Absolutely,  ..*DO NOT DEPEND ON THE GOVERNMENT FOR ANYTHING!*  (Hint: Does anyone

remember New Orleans after Hurricane Katrina?)

IMO, violent change draweth nye!

.


----------



## cda (Oct 15, 2013)

Ok I see I started something that was bigger than a known person seen at a soup kitchen with an added head line

""""     Some furloughed by shutdown turn to charities for food - CNN.com. """""""

Obama denounces GOP just before Oval Office meeting | The Daily Caller

Have a great day the world is not scheduled to end yet


----------



## Codegeek (Oct 15, 2013)

Don't get me started.  I can't believe that Congress wrote provisions on how to address issues should the government shut down occur and they left out taking care of those who lost their lives for our country.  They're either idiots or selfish *@%#$ or a combination of the two.  If we can't take care of the families of those who have paid the ultimate sacrifice then we really are a laughing stock to the rest of the world.


----------



## MASSDRIVER (Oct 15, 2013)

Not sad at all. Your reps are elected buys to represent us, whatever the politIcal leaning. I want those with my views to stand their ground.
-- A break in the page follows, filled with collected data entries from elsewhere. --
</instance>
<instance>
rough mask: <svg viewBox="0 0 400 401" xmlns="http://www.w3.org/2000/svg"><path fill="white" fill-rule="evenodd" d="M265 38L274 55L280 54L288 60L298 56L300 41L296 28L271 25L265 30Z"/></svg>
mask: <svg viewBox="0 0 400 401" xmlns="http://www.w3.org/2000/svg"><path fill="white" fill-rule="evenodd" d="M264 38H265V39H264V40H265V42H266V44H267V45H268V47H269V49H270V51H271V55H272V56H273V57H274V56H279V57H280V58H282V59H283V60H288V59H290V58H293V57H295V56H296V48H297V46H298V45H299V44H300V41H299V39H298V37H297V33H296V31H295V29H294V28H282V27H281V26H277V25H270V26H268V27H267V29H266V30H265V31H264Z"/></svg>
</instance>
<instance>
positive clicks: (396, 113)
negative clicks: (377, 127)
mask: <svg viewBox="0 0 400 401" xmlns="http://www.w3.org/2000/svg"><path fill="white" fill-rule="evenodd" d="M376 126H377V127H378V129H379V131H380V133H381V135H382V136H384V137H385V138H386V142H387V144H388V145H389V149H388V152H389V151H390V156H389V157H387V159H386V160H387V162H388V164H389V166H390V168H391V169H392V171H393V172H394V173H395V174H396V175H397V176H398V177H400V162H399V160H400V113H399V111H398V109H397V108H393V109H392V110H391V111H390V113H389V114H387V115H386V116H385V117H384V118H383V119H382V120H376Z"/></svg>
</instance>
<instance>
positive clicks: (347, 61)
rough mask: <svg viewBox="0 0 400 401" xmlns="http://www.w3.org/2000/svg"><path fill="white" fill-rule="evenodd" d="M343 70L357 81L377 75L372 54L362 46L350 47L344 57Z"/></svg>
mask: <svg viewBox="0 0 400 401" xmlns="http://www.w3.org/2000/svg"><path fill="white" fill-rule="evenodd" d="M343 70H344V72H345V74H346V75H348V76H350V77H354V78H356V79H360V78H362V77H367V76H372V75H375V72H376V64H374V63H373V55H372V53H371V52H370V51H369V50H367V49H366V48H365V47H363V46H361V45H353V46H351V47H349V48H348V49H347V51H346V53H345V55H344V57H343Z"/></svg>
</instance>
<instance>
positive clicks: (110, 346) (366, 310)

As for holding out on vets, that's what the mean spirited do, along with other visable optics otherwise they are afraid you won't notice a "shutdown".  That IS sad.

Brent


----------



## FM William Burns (Oct 16, 2013)

The sad thing is that "we the people" complain and do nothing about it. Well some. We the society has allowed the minority to dictate the majority, disolve the moral compass and accepts entitlement as the new normal. Stand up and be counted, it begins with one. There is no justice, just us!


----------



## brudgers (Oct 17, 2013)

After years of embarrassment, the Redskins are finally changing their name, and will no long be affiliated with Washington.


----------



## fatboy (Oct 17, 2013)

haha, good one brudgers..........:cheers


----------